Brabant Organ Culture concerns the culture of the pipe organ. The pipe organ is a musical instrument in which the sound comes from small and large pipes, arranged in an organ’s console. The organ pipes are connected to keys that are used to play the organ. The chosen action (the connection between the key and the pipes) determines the type of organ. Three types of organ can be distinguished: a mechanical, pneumatic or electro-pneumatic organ. An organ can last for centuries if properly maintained. The organs are usually located in churches and the occasional organ is located in a concert hall.
The Brabant Organ Culture consists of three components: organ building, organists and composers.

Organ building
Organ building in Brabant is still practised by a limited number of organ builders. They do not only build organs in Brabant, but all over the world. In addition, these organ builders maintain many organs in Brabant and beyond on an annual basis.

Organists play the organ during services and concerts in churches and concert halls, inter alia. An organ is played with the hands (fingers) using one or more keyboards and the feet (with the pedal).

Composers from Brabant
Contemporary composers from Brabant compose works for organ with or without voices or other instruments.


The Brabantse Orgelfederatie (Brabant Organ Federation (BOF) has added the Brabant organ culture to the Inventory.
Both individuals and organisations are affiliated to the Brabant Organ Federation. These include organists (professional and amateur), organ builders, organ experts, organ researchers, conservatoires and music schools.
In addition to the direct practitioners, a number of supporting organisations/practitioners are also active, such as Orgelkids, the monthly magazine De Orgelvriend, the Katholieke Dirigenten-en Organisten Vereniging (KDOV) and the Koninklijke Vereniging van Organisten en Kerkmusici (KVOK).

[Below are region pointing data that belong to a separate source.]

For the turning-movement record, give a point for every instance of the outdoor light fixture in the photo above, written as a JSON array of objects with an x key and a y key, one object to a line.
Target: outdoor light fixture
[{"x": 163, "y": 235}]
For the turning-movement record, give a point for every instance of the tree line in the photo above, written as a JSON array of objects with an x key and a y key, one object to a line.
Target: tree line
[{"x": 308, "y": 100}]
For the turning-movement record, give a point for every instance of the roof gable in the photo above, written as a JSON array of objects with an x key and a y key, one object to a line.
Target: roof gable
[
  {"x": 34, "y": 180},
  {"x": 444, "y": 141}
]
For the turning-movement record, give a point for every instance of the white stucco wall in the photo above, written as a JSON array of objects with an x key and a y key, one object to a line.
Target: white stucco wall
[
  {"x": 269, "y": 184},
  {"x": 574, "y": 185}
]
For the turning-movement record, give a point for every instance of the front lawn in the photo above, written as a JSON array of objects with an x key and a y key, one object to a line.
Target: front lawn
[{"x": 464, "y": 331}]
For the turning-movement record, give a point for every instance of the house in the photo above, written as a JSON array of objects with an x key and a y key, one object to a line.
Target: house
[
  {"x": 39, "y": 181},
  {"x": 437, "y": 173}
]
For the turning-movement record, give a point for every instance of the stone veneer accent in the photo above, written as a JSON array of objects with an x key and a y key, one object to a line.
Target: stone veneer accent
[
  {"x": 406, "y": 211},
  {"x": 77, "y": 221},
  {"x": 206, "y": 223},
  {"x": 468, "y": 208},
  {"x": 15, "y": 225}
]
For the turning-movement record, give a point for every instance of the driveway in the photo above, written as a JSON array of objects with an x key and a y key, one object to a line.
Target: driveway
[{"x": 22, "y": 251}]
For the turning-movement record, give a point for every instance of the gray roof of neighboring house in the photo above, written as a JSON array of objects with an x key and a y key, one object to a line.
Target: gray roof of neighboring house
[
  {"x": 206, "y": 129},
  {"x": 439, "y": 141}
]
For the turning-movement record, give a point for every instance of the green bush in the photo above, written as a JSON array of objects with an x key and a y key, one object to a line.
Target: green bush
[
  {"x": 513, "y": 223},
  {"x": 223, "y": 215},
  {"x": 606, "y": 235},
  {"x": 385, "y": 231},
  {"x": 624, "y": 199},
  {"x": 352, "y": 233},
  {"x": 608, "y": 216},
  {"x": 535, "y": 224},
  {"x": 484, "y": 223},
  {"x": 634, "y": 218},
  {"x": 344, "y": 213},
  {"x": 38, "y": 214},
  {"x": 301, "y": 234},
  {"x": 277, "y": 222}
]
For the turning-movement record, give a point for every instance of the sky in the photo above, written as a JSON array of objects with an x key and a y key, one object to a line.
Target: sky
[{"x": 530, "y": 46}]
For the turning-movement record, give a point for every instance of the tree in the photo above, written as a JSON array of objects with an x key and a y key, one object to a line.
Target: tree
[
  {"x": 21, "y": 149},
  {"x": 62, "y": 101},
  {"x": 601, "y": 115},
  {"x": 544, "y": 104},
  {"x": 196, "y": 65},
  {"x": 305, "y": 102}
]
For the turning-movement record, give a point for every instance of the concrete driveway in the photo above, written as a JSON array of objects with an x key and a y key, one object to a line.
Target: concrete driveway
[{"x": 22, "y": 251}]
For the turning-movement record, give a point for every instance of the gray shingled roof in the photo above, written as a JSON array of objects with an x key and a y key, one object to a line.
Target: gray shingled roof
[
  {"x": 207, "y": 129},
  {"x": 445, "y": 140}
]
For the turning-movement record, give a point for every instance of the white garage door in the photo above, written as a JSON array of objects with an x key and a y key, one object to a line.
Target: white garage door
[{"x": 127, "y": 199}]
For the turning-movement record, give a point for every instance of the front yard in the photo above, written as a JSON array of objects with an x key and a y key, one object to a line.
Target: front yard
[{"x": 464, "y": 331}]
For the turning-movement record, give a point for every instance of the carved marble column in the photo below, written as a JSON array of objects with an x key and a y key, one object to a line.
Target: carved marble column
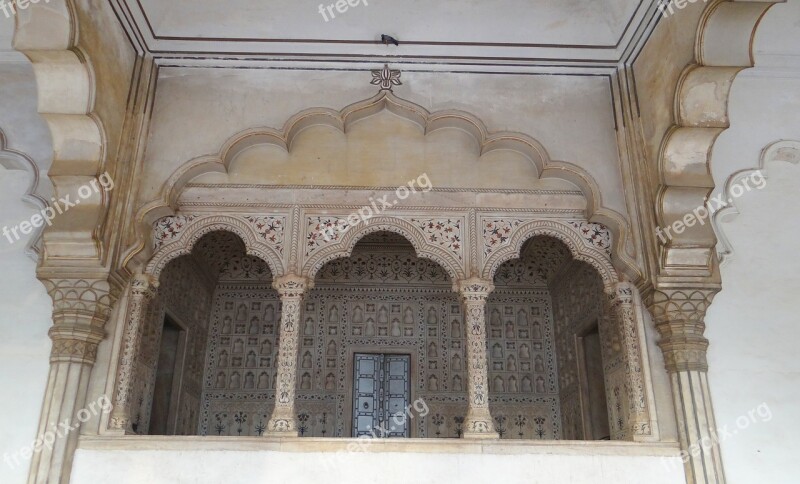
[
  {"x": 478, "y": 423},
  {"x": 81, "y": 308},
  {"x": 679, "y": 315},
  {"x": 142, "y": 290},
  {"x": 291, "y": 289},
  {"x": 625, "y": 365}
]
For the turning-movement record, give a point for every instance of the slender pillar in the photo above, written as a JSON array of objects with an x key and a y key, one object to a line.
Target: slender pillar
[
  {"x": 80, "y": 310},
  {"x": 142, "y": 290},
  {"x": 679, "y": 315},
  {"x": 478, "y": 423},
  {"x": 625, "y": 362},
  {"x": 291, "y": 289}
]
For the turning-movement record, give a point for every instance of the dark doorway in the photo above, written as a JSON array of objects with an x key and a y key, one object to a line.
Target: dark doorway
[
  {"x": 593, "y": 388},
  {"x": 170, "y": 362}
]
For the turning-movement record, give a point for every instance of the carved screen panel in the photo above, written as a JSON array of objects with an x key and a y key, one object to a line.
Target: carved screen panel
[
  {"x": 381, "y": 300},
  {"x": 239, "y": 383}
]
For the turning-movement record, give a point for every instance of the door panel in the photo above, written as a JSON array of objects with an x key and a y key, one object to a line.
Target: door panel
[{"x": 381, "y": 395}]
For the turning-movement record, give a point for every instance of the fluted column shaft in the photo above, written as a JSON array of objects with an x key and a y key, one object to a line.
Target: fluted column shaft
[
  {"x": 81, "y": 308},
  {"x": 142, "y": 291},
  {"x": 679, "y": 318},
  {"x": 623, "y": 331},
  {"x": 291, "y": 289},
  {"x": 478, "y": 422}
]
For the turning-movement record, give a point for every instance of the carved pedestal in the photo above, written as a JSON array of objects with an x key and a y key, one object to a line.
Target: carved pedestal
[
  {"x": 80, "y": 311},
  {"x": 291, "y": 289},
  {"x": 143, "y": 289},
  {"x": 679, "y": 318},
  {"x": 478, "y": 423}
]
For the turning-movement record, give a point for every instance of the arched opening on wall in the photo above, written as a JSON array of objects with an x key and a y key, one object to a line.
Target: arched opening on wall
[
  {"x": 381, "y": 336},
  {"x": 209, "y": 336},
  {"x": 543, "y": 336}
]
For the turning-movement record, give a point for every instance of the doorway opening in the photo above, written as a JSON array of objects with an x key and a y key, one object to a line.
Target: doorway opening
[
  {"x": 593, "y": 388},
  {"x": 168, "y": 377},
  {"x": 381, "y": 395}
]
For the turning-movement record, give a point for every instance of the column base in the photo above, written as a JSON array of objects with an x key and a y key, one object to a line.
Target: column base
[
  {"x": 283, "y": 425},
  {"x": 479, "y": 425}
]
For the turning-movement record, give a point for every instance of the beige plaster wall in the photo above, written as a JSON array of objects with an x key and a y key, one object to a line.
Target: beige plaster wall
[{"x": 196, "y": 112}]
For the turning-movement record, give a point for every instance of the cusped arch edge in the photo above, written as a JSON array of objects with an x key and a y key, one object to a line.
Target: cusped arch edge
[
  {"x": 167, "y": 203},
  {"x": 204, "y": 225},
  {"x": 415, "y": 237},
  {"x": 528, "y": 230}
]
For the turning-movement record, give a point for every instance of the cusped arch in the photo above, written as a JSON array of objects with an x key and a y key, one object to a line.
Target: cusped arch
[
  {"x": 201, "y": 226},
  {"x": 564, "y": 233},
  {"x": 423, "y": 249},
  {"x": 16, "y": 160},
  {"x": 724, "y": 46},
  {"x": 428, "y": 122}
]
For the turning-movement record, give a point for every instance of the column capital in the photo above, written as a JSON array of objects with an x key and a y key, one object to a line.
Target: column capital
[
  {"x": 292, "y": 286},
  {"x": 81, "y": 308},
  {"x": 144, "y": 285},
  {"x": 621, "y": 291},
  {"x": 679, "y": 317},
  {"x": 474, "y": 288}
]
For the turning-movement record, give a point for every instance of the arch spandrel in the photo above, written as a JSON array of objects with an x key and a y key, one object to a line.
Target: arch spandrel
[
  {"x": 186, "y": 230},
  {"x": 287, "y": 138},
  {"x": 341, "y": 244},
  {"x": 581, "y": 247}
]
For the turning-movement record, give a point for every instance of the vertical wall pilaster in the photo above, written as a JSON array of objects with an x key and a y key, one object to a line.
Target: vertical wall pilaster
[
  {"x": 143, "y": 288},
  {"x": 478, "y": 423},
  {"x": 624, "y": 316},
  {"x": 291, "y": 289},
  {"x": 679, "y": 318},
  {"x": 80, "y": 310}
]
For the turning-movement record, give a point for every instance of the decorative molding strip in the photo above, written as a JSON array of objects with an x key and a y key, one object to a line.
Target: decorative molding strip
[{"x": 378, "y": 189}]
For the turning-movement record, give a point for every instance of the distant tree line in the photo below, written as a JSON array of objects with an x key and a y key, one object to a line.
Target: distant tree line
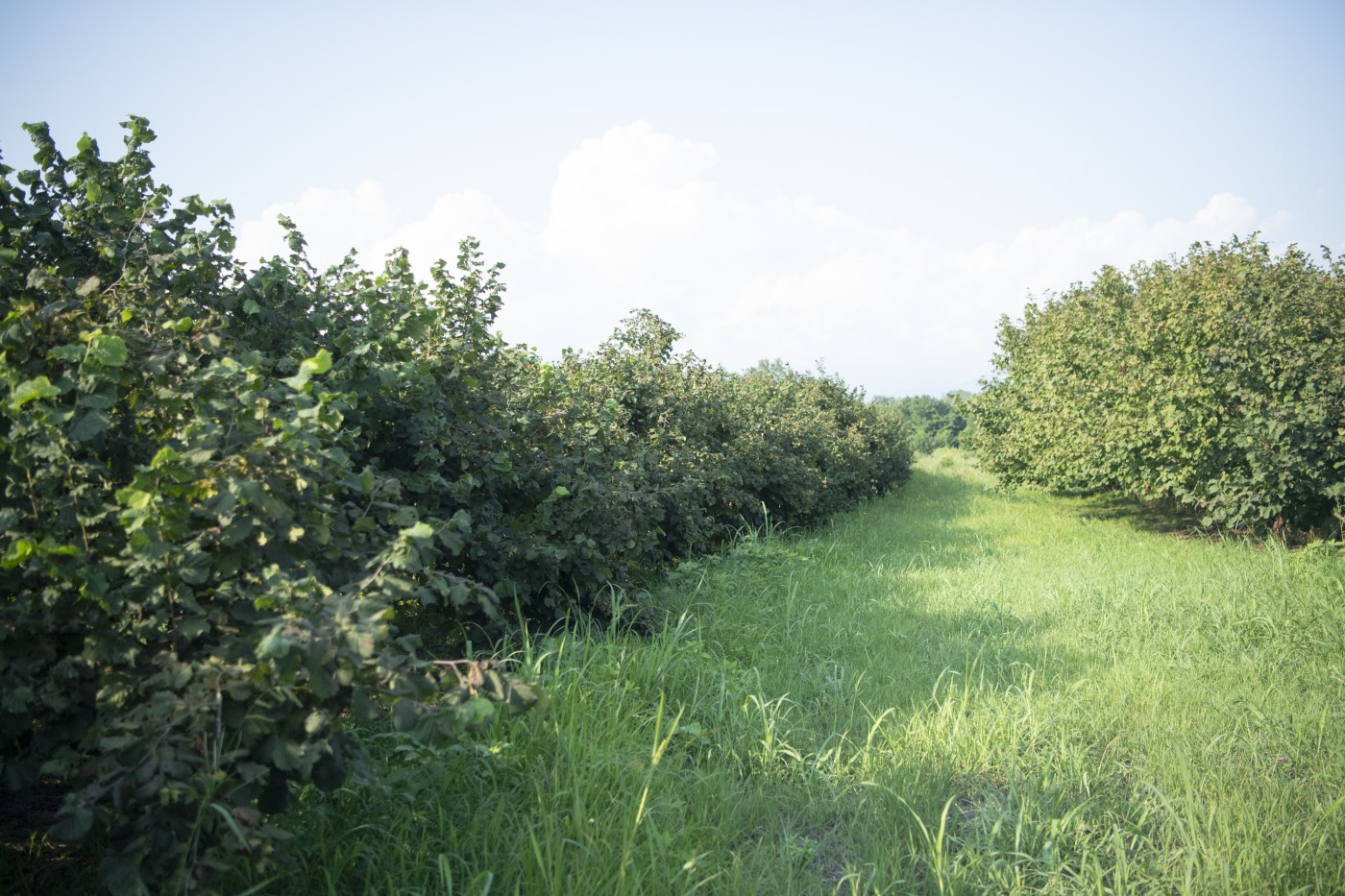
[
  {"x": 931, "y": 423},
  {"x": 1214, "y": 381}
]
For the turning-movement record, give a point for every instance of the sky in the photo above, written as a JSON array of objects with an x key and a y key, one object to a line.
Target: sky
[{"x": 868, "y": 186}]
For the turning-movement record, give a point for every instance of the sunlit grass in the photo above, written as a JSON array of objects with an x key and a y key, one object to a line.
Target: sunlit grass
[{"x": 948, "y": 690}]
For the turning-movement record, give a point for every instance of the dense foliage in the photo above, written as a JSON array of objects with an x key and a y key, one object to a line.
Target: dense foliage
[
  {"x": 231, "y": 496},
  {"x": 1214, "y": 381},
  {"x": 931, "y": 423}
]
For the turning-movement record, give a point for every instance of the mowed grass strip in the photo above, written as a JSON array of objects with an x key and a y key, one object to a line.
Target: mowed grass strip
[{"x": 948, "y": 690}]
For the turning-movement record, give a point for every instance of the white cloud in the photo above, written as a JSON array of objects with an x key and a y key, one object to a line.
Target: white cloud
[{"x": 636, "y": 220}]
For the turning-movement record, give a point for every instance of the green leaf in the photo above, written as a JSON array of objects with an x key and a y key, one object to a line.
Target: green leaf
[
  {"x": 19, "y": 550},
  {"x": 319, "y": 363},
  {"x": 89, "y": 425},
  {"x": 108, "y": 350},
  {"x": 419, "y": 530},
  {"x": 73, "y": 822},
  {"x": 134, "y": 498},
  {"x": 31, "y": 390},
  {"x": 164, "y": 456}
]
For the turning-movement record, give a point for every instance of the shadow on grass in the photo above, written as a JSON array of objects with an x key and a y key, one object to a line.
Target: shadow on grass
[{"x": 1161, "y": 517}]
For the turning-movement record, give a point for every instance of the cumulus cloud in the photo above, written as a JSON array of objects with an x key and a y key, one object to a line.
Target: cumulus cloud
[{"x": 636, "y": 220}]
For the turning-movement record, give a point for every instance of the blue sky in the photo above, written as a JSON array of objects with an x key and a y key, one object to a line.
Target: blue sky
[{"x": 869, "y": 184}]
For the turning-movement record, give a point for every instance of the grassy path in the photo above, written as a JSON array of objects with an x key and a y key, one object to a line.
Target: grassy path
[{"x": 950, "y": 690}]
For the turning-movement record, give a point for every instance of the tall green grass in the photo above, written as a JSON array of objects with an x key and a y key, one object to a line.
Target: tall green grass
[{"x": 951, "y": 690}]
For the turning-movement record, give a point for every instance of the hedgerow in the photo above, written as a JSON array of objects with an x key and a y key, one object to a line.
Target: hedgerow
[
  {"x": 232, "y": 496},
  {"x": 1214, "y": 382}
]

Pipe organs have been built in Brabant since the Middle Ages. Around 1500 the organ underwent a great development, the most important feature being the possibility of sounding one or more ranks of pipes - stops - separately and the introduction of new sounds, such as imitations of existing musical instruments like flute, crumhorn, trumpet, shawm etc. By means of other timbres such as the mixtuur and cymbel stops, the organ was given a clear and transparent silvery sound. Organ builders from Brabant were at the basis of innovations. Initially, organ music did not consist of independent compositions but were transpositions of existing sacred music. In the 15th and 16th centuries, Brabant had a dozen prominent composers who composed much spiritual music for worship. With the outbreak of the Eighty Years' War and the iconoclasm, part of the musical repertoire disappeared to the outermost parts of the Southern Netherlands. The use of the organ and with it the organ culture was put on the back burner or even banned completely. At the end of the 17th century the (Catholic) organ culture reluctantly returned. Organ and vocal music were used for worship, but the non-papist regime between 1648 and 1795 remained a hindrance. The tide turned with the restoration of the Episcopal hierarchy in 1853, which led to the building of many new churches. At the end of the 19th century, church music received an ecclesiastical certification that seriously hampered the composers' creativity. With secularisation in the seventies of the 20th century, the organ culture of Brabant also came under pressure. Because of secularisation, a downward spiral in organ culture can be observed. The religious organ practice diminished and the concert practice received more attention. In the 21st century only a handful of organ builders from Brabant are still active. However, the Brabant composers are well-known beyond the provincial borders. The training of organists takes place via local music schools, private education and music conservatories.



  • Through excursions to organs in churches and concert halls, the BOF will promote the organ as a concert instrument throughout Brabant.
  • Cycles of Festivals will be organised; a New Music Festival, an Improvisation Festival and a Brabant Composers Festival.
  • The organ will be promoted as a concert instrument in order to place the organ out of its ecclesiastical context.
  • The CDs produced of the organs present in Brabant will be performed worldwide via the digital channel
  • The cooperation with the KVOK, Koninklijke Vereniging van Organisten en Kerkmusici and the monthly magazine De Orgelvriend is intensified by means of excursions.
  • The relationship with Fontys Conservatorium Tilburg is strengthened.
  • Regional meetings will be organised for professional organists from Brabant.
  • Cooperation with other organ circles in the Netherlands will continue.
  • The cooperation with Orgelkids Nederland, which involves young people in the pipe organ, will be continued.
  • When churches are closed, the parishes involved are contacted in order to preserve the organ.